Kinguri schloß zu mir auf. »Es ist noch niemals vorgekommen«, sagte er, »daß ein Jaqqa-Fürst einen anderen geschlagen hat. Es war edel von dir, zu seinen Gunsten zu sprechen, doch du solltest nicht darauf beharren. Er ist verloren.«
Ich zuckte die Achseln. »Es bedeutet mir nichts, wenn er stirbt«, sagte ich. Denn mein Gnadenausbruch war so schnell von mir abgefallen wie zuvor mein heftiger Zorn. Ich fühlte nun alle Prellungen, die Machimba-lombo mir bei unserem Kampf bereitet hatte, und empfand nun auch den seltsamen, verspäteten Abscheu, der einen überkommt, wenn man dem Tode nahe gewesen war und dies anfangs nicht begriffen hatte. Doch hätte Kulachinga mich nicht gewarnt, wäre mein Körper nun durchtrennt, und ich würde mit meinem guten Blut die Mutter Erde tränken.
Sie hatten sich in einem Kreis um Machimba-lombo aufgebaut, wie damals um die Löwin, und Zimbo und einige andere der älteren Männer sprachen mit ihm. Man hatte seine Fesseln gelöst, und er schien in der Tat jetzt ruhiger zu sein, fast nachdenklich, fast betrübt. Doch er war nur so niedergeschlagen, weil es ihm nicht gelungen war, mich zu töten. Das Licht des Sonnenaufgangs fiel auf ihn, so daß seine tiefschwarze Haut mit einer bronzenen Helligkeit schimmerte, und ich sah die Verletzungen auf seiner Haut, die ich ihm beigebracht hatte. Als er mich erblickte, starrte er mich mit neuer Heftigkeit an, und wäre er frei gewesen, hätte er mich wohl erneut angefallen.

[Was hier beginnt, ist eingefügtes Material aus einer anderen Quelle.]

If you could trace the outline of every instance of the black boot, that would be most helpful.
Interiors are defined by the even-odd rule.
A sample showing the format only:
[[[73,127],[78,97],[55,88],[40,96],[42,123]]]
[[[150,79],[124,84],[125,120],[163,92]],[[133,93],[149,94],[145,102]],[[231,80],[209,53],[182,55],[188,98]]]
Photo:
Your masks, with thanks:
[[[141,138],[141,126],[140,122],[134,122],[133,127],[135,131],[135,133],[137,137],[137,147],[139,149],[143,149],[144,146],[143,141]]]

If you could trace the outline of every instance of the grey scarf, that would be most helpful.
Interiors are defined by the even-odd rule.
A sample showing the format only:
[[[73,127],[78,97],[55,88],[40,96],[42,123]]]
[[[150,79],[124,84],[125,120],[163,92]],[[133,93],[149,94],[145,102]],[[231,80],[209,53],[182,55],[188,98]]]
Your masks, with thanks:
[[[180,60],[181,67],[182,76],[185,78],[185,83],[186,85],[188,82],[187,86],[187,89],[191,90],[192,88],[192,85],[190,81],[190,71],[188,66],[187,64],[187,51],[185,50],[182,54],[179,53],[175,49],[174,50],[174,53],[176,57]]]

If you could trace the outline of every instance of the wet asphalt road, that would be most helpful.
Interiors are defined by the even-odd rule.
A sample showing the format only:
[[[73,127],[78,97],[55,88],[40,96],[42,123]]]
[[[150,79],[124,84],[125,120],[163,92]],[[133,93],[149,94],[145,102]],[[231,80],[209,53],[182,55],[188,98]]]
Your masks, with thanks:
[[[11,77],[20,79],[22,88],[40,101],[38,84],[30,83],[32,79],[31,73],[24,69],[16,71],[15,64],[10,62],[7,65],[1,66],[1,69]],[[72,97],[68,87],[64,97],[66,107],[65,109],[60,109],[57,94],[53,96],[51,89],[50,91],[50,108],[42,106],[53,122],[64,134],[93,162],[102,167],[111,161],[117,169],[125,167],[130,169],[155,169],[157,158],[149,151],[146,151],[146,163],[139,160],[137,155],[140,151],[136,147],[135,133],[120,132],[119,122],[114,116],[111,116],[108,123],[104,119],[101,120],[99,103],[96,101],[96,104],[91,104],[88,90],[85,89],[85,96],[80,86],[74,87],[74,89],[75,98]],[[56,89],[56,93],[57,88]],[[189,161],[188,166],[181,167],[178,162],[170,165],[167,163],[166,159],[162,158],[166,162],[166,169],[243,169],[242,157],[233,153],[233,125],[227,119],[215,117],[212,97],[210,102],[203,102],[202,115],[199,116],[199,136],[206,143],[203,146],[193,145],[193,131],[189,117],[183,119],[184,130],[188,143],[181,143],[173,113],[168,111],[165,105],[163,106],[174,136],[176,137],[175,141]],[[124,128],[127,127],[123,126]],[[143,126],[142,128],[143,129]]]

Imbe Calandola trat zu ihm. »Sprich, Machimba-lombo«, sagte er, »verrate uns, was in deinen Gedanken vor sich ging.«
»In meinen Gedanken ging vor sich, o Imbe-Jaqqa, daß dieser Mann keiner von uns ist und sich seinen Rang nicht verdient hat.«
»Und so wolltest du ihn töten?«
»Wenn nicht ich, wer dann? Denn ich wußte, daß du ihn nicht absetzen würdest. Und er sollte nicht das sein, was er unter uns ist, denn er gehört nicht zu uns.«
»Da irrst du dich. Er gehört tatsächlich zu uns, Machimba-lombo.«
Ich fand es überaus seltsam, den König der Menschenfresser dies über mich sagen zu hören. Doch ich bewahrte mein Schweigen und kaute innerlich ein wenig an diesen Worten.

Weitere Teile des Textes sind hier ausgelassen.